Uno sviluppo disordinato, fatto di condoni, sanatorie, permessi di costruire vincolati alla cessione di aree pubbliche poi divenute inutilizzabili. Così a Terracina l'edilizia delle deroghe negli anni ha mangiato il territorio. E soprattutto ha divorato quegli spazi che erano destinati alla collettività. Verde pubblico, senz'altro, ma anche parcheggi. Si tratta di aree “contrattate” col privato, che però per sviste e sanatorie, o sono divenute completamente private, o pressoché inutilizzabili. A dirlo non è l'ambientalista di turno, ma lo stesso dipartimento di Urbanistica del Comune nella delibera commissariale (di Consiglio comunale), che ha approvato il regolamento per la monetizzazione delle aree che avrebbe l’ente avrebbe dovuto avere in cessione dal privato che chiedeva il permesso a costruire, ma che di quelle aree non saprebbe cosa farsene. Piccole, strette, chiuse in lotti, cementificate.


Il focus è lungo la famigerata zona C2, la fascia costiera, che con una variante doveva trasformarsi da residenziale in servizi e turismo, proprio grazie alla contrattazione pubblico-privato: al privato cubature per attività ricettive o anche per ampliamenti residenziali, ma in cambio di aree da destinare a verde e parcheggi. E invece? Il Comune, oggi, preferisce monetizzare: ricevere soldi al posto di aree inutili, che così diventeranno giardini privati. Ma almeno, quei soldi, serviranno a realizzare quei servizi collettivi altrove. Almeno si spera.
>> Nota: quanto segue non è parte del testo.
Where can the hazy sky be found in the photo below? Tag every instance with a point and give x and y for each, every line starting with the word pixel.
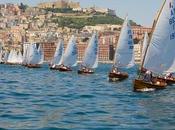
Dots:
pixel 141 11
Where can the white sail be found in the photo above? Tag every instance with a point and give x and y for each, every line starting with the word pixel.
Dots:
pixel 6 55
pixel 91 54
pixel 160 56
pixel 70 55
pixel 1 53
pixel 144 45
pixel 124 54
pixel 19 58
pixel 12 58
pixel 41 54
pixel 25 53
pixel 33 55
pixel 58 53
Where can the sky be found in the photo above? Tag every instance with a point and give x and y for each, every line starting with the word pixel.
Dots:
pixel 140 11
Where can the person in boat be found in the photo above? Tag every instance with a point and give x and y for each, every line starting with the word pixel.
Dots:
pixel 115 70
pixel 148 76
pixel 169 76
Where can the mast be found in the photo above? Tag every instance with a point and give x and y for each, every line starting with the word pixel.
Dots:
pixel 118 39
pixel 153 28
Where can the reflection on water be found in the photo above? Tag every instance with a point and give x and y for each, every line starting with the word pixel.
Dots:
pixel 44 99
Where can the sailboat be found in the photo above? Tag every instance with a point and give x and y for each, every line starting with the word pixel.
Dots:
pixel 90 60
pixel 1 55
pixel 160 54
pixel 144 46
pixel 69 58
pixel 124 54
pixel 12 58
pixel 55 63
pixel 5 57
pixel 33 56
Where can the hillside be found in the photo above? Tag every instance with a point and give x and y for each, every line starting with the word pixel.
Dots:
pixel 78 20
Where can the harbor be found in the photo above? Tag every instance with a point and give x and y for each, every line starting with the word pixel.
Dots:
pixel 67 66
pixel 43 99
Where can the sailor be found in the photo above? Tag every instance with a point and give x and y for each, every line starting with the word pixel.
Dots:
pixel 169 75
pixel 148 76
pixel 114 70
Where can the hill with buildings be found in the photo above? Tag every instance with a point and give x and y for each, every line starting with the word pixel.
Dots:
pixel 70 14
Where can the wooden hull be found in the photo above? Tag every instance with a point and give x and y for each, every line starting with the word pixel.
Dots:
pixel 140 85
pixel 33 66
pixel 11 63
pixel 85 72
pixel 63 69
pixel 54 68
pixel 113 77
pixel 169 81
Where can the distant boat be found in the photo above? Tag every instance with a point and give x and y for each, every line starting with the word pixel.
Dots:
pixel 124 54
pixel 5 56
pixel 34 56
pixel 12 57
pixel 41 54
pixel 25 53
pixel 19 58
pixel 144 45
pixel 1 55
pixel 69 58
pixel 160 54
pixel 90 61
pixel 55 63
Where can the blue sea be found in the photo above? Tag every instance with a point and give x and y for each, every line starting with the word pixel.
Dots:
pixel 40 99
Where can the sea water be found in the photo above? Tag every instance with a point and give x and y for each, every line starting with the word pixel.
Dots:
pixel 41 99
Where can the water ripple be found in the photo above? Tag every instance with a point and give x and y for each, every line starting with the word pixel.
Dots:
pixel 40 99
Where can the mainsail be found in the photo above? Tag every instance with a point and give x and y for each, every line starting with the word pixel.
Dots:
pixel 160 55
pixel 124 54
pixel 25 53
pixel 70 55
pixel 58 53
pixel 91 53
pixel 33 57
pixel 19 58
pixel 1 53
pixel 144 45
pixel 41 54
pixel 12 58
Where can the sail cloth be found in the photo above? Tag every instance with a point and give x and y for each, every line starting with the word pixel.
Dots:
pixel 160 56
pixel 33 56
pixel 13 57
pixel 41 54
pixel 1 53
pixel 91 53
pixel 124 54
pixel 58 53
pixel 19 58
pixel 144 45
pixel 70 55
pixel 25 53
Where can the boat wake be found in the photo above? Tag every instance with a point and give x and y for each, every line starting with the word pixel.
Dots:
pixel 146 90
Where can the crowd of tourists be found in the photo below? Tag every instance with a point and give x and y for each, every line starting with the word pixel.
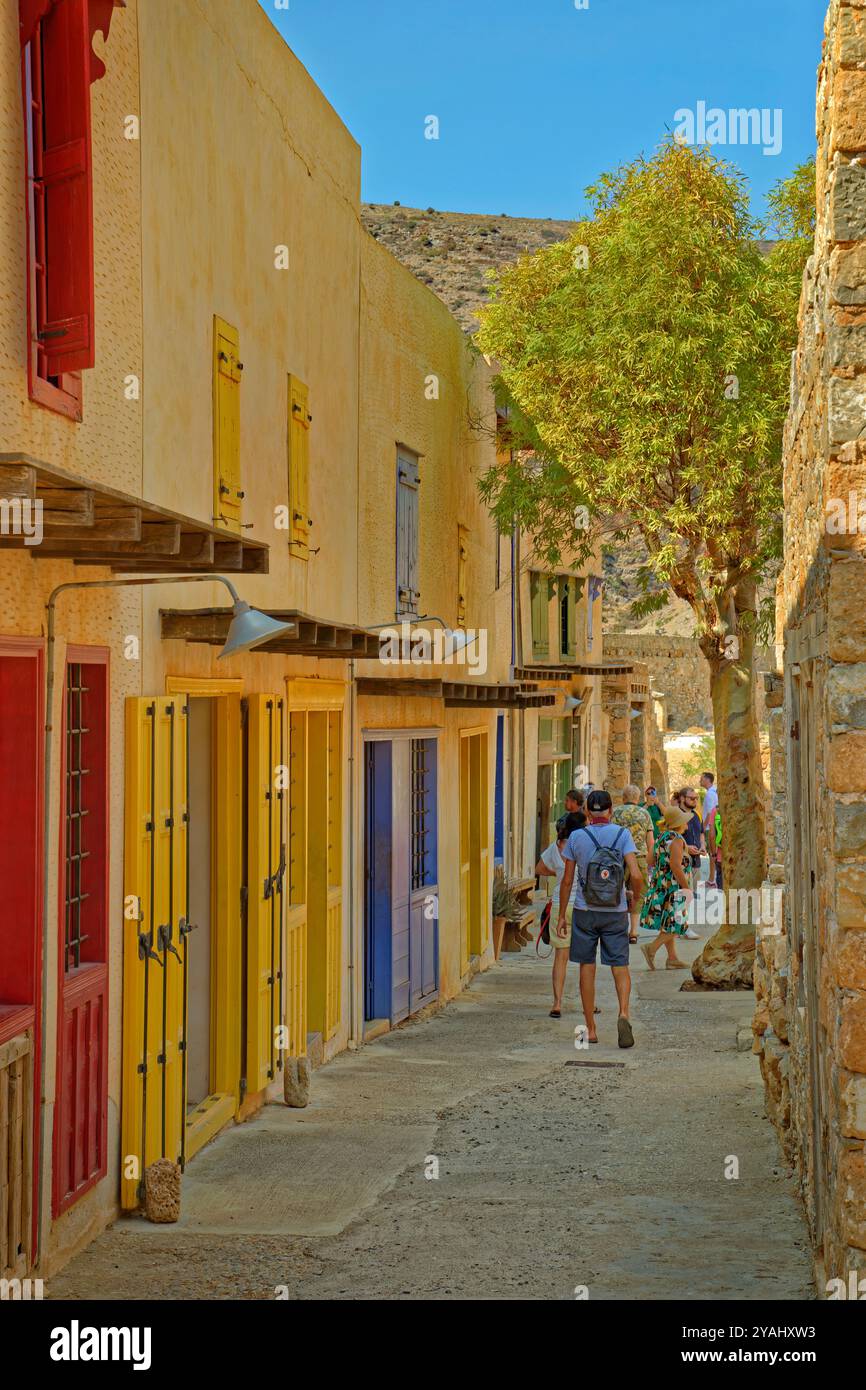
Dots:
pixel 619 872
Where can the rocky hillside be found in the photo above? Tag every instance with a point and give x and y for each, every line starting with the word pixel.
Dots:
pixel 452 252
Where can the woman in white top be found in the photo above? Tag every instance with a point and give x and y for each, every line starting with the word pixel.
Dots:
pixel 552 865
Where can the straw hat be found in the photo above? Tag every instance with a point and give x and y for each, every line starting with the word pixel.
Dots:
pixel 676 819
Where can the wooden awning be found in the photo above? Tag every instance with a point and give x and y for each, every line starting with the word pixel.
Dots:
pixel 567 673
pixel 456 694
pixel 309 637
pixel 93 524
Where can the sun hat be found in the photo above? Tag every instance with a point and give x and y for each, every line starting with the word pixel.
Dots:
pixel 676 819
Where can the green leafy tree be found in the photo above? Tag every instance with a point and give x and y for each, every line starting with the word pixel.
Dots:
pixel 647 364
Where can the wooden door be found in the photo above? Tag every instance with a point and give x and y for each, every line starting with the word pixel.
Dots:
pixel 378 812
pixel 401 966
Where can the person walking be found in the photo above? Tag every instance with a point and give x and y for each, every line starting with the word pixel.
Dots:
pixel 687 801
pixel 708 818
pixel 552 863
pixel 597 861
pixel 694 833
pixel 717 843
pixel 638 820
pixel 665 902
Il territorio, di fatto, è compromesso. «Ha subito un significativo incremento dei volumi, guidato da un generale spontaneismo urbanistico», si legge nella relazione, a causa di condoni e permessi impropri. Determinando «un’ulteriore carenza di spazi dedicati alle funzioni pubbliche e collettive». Le zone omogenee individuate nel 1968 , nel Prg nel 1972, esistono solo sulla carta. «Sono state realizzate in passato aree a parcheggio privato o pubblico – scrive ancora la delibera commissariale - che ancorché rispettose del dettato normativo in termini di consistenze hanno una configurazione tale da renderli non funzionali e spesso non completamente fruibili a fini pubblici». Come dire: le regole sono state rispettate, ma l’area non c’è. Un paradosso. E allora, meglio delle aree, è il loro valore in soldi. E anche qui, si sta procedendo a una rivalutazione perché ,scrive il settore, la monetizzazione già stabilita nel 2011 ha «comportato determinazione di valori non perfettamente rispondenti ai prezzi di mercato». Detta meglio: «valori non congrui rispetto a quelli necessari per l'acquisizione di aree atte al soddisfacimento della dotazione di parcheggi da destinare a standard».


Per il commissario, comunque, «ora la priorità è di favorire l’incremento della dotazione degli spazi per funzioni collettive, anche ricorrendo a monetizzazione degli standard». Meglio tardi che mai. Bisognerà però ripartire da zero, o quasi e questo nonostante la città, in termini di suolo, abbia già pagato un prezzo altissimo. Il via libera alla monetizzazione è vincolato solo all'accertata inutilizzabilità dell'area: lotti interclusi, di difficile accessibilità pubblica, inutili per dimensioni. Ma la sostanza non cambia. Il dipartimento diretto dall'architetto Bonaventura Pianese sta tentando di mettere ordine in un assetto urbanistico ingessato e claustrofobico per tornare a parlare di spazi pubblici. Per decenni sacrificati sull'altare del bilancio. E del consenso.